Damage experts and attorneys should know that any claimed damages must be proximately caused by the alleged wrongdoing(s). The concept of proximate cause dates back to at least 1858, as cited in an 80-plus-year-old damages textbook I own:1
A classic statement of principal finds place in many opinions, as follows:
“The Damages *** must be certain, both in their nature and in respect to the cause from which they proceed.”
“Certain…to the cause from which they proceed.” Proximately caused by. This is the same concept, and it follows simple logic: any damages should put the plaintiff in a position it otherwise would have been in but for the alleged wrongdoing.
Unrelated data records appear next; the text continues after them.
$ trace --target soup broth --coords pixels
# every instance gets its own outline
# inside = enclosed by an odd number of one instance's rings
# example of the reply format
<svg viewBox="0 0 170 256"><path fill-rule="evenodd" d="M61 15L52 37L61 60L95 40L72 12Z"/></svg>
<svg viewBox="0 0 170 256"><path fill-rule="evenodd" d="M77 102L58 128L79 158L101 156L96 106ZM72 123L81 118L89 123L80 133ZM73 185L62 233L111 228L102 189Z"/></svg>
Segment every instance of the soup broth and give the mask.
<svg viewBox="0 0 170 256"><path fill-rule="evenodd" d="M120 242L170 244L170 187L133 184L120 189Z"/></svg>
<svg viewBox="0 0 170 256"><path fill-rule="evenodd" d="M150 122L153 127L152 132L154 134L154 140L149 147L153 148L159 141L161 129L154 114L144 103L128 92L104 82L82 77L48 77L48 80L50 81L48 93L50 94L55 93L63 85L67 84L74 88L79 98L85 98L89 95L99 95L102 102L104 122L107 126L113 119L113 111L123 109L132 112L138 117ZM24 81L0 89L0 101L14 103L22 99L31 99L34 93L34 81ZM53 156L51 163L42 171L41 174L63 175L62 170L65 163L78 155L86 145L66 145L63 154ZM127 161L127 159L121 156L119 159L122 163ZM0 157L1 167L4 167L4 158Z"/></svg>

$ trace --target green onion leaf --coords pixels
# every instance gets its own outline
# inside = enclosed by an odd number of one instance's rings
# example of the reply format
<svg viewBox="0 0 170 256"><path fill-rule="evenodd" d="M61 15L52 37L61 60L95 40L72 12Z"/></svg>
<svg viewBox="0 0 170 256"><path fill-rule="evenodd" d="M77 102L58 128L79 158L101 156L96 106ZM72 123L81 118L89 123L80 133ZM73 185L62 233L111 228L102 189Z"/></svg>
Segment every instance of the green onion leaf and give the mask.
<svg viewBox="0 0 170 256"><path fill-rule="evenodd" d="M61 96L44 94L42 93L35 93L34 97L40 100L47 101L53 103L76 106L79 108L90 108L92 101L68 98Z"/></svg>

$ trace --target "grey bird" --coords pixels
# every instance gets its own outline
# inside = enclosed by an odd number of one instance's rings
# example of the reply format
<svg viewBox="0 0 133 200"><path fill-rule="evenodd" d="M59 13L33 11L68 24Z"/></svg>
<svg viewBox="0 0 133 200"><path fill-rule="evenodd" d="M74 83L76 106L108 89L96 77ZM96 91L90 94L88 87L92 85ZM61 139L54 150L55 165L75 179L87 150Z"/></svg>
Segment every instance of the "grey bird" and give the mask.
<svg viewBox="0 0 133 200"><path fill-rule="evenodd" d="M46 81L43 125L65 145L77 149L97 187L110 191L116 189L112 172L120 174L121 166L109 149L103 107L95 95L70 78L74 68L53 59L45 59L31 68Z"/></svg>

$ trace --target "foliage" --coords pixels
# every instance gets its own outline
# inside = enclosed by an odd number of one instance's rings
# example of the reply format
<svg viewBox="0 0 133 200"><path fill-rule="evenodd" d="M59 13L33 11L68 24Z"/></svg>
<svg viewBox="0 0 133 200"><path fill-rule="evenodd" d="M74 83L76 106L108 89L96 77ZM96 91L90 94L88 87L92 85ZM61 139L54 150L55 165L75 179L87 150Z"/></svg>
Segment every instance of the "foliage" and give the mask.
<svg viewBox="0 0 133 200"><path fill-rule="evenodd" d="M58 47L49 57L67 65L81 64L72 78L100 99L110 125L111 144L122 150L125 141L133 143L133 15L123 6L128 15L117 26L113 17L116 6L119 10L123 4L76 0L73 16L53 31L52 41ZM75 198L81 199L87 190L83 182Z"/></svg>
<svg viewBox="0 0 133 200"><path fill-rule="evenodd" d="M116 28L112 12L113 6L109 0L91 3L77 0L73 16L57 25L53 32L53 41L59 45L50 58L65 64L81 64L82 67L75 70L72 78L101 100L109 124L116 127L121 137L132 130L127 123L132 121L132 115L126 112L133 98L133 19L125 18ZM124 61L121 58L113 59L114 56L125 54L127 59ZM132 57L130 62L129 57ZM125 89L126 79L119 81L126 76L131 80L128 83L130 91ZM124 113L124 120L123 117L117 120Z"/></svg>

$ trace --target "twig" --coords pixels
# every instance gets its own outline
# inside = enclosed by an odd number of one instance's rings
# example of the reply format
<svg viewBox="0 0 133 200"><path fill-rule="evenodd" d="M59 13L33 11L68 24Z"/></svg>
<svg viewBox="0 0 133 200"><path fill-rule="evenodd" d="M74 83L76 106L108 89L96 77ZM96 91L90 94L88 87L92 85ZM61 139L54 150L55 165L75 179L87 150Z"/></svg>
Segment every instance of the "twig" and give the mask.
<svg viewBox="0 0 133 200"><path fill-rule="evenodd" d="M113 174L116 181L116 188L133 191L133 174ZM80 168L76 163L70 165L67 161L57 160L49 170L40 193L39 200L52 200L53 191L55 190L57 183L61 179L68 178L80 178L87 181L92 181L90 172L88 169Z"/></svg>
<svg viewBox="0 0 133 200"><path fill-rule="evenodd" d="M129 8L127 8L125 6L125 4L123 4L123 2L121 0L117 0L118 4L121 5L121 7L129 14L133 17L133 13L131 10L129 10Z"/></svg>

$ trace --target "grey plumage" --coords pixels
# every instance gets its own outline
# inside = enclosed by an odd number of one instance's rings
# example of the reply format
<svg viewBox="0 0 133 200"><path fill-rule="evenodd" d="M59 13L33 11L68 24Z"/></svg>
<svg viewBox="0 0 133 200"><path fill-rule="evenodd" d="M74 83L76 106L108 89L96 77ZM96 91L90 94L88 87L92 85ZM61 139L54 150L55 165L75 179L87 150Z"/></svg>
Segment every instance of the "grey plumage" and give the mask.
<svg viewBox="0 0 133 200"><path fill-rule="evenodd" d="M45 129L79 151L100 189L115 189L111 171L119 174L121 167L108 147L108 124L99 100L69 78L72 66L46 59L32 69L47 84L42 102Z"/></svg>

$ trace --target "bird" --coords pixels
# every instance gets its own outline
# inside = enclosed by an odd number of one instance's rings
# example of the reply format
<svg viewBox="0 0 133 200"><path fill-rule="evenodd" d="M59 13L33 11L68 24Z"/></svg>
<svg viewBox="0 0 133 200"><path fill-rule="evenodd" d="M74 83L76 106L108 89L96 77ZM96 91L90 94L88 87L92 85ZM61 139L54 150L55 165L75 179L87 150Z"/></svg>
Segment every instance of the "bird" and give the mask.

While damage experts are usually aware of connecting damages with proximate cause, I am sometimes surprised by how misguided some experts' understanding of it is. My favorite example of this misguided understanding is from a case I worked on many years ago. I was hired by the defendant (a bank) and the plaintiff alleged the defendant failed to fund the purchase of certain specialized equipment. As a result, the plaintiff claimed its business failed to grow and thus was significantly damaged. The plaintiff’s damages expert, an economics professor, had numerous, impressive-looking calculations in his report that purportedly supported his large damages number.2 Yet, his expert report explicitly stated: “Without regard to the equipment at issue, the business would have grown more than it had." In case you missed that, the plaintiff’s expert effectively wrote: “The damages I am quantifying here are NOT proximately caused by the alleged wrongdoing in this matter.” All of the expert’s calculations and but-for growth models were, by his own admission, irrelevant to the “equipment at issue.” The plaintiff’s claimed damages were not proximately caused by the alleged wrongdoing. 3
Foundation and Alignment are the new names for the same old rule
For many years, my expert reports usually included the following quote from a well-known book on lost profits: 4
The Proximate Cause Rule– Recovery of damages for lost profits is subject to the general principle that damages must be proximately caused by the wrongful conduct of the defendant. This principle governs the recovery of all compensatory damages. The requirement that lost profits damages must be proximately caused to be recoverable is expressed in innumerable cases. [emphasis added]
The above “Proximate Cause Rule” should always guide a damage analysis. However, I no longer include the above wording in my reports since Daubert motions have been brought against me for simply using this language to outline a proper damages analysis.
In many of my depositions, the line of questioning on this topic usually started something like:
Q: Mr. Bero, you are not a legal expert, are you?
Q: Then why do you talk about the Proximate Cause Rule?
In cases where a Daubert motion was filed against me, my use of the “Proximate Cause Rule” has frequently been at the heart of these motions.5
At The BERO Group, we are focused on building the damages foundation. My brother, Rick Bero, has written The Litigator’s Damages Blueprint – The Pragmatic Solution, 6 a book that describes our general approach to damages. The third chapter addresses the damages foundation. A key portion of this chapter is defining the wrongdoing, then aligning the wrongdoing with any claimed damages. In other words, making sure any damages are connected to, or proximately caused by, the alleged wrongdoing – a principal as true in 2021 as it was in 1858.
NOTE: The opinions and thoughts expressed herein are the opinions of Ronald A.Bero, Jr. They are not necessarily the opinions of The BERO Group.
1 McCormick, Charles T. Damages (pp. 97). West Publishing (1935), (citing Griffin v. Colver 16 N.Y. 489, 69 AM. Dec. 718 (1858)).
2 For purposes of this article, I will also ignore that the plaintiff bought a similar piece of equipment shortly after the bank allegedly caused it to be unable to buy the equipment at issue.
3 Since this case happened so long ago, I don’t recall exactly how it was resolved, other than it did not make it to trial and the resolution was favorable to the defendant.
4 Dunn, Robert L. Recovery of Damages for Lost Profits, 2, Lawpress Corporation (vol. 1, 6th ed. 2005). And Weil, Frank, Hughes, Wagner. Litigation Services Handbook, The Role of the Financial Expert. John Wiley & Sons (4th ed. 2007).
5 This has become fairly standard in any matter of monetarily material consequence. As of the writing of this article, none of these motions against me have been successful.
6 Bero, Richard F. The Litigator's Damages Blueprint —The Pragmatic Solution. 422 Doty LLC, 2019.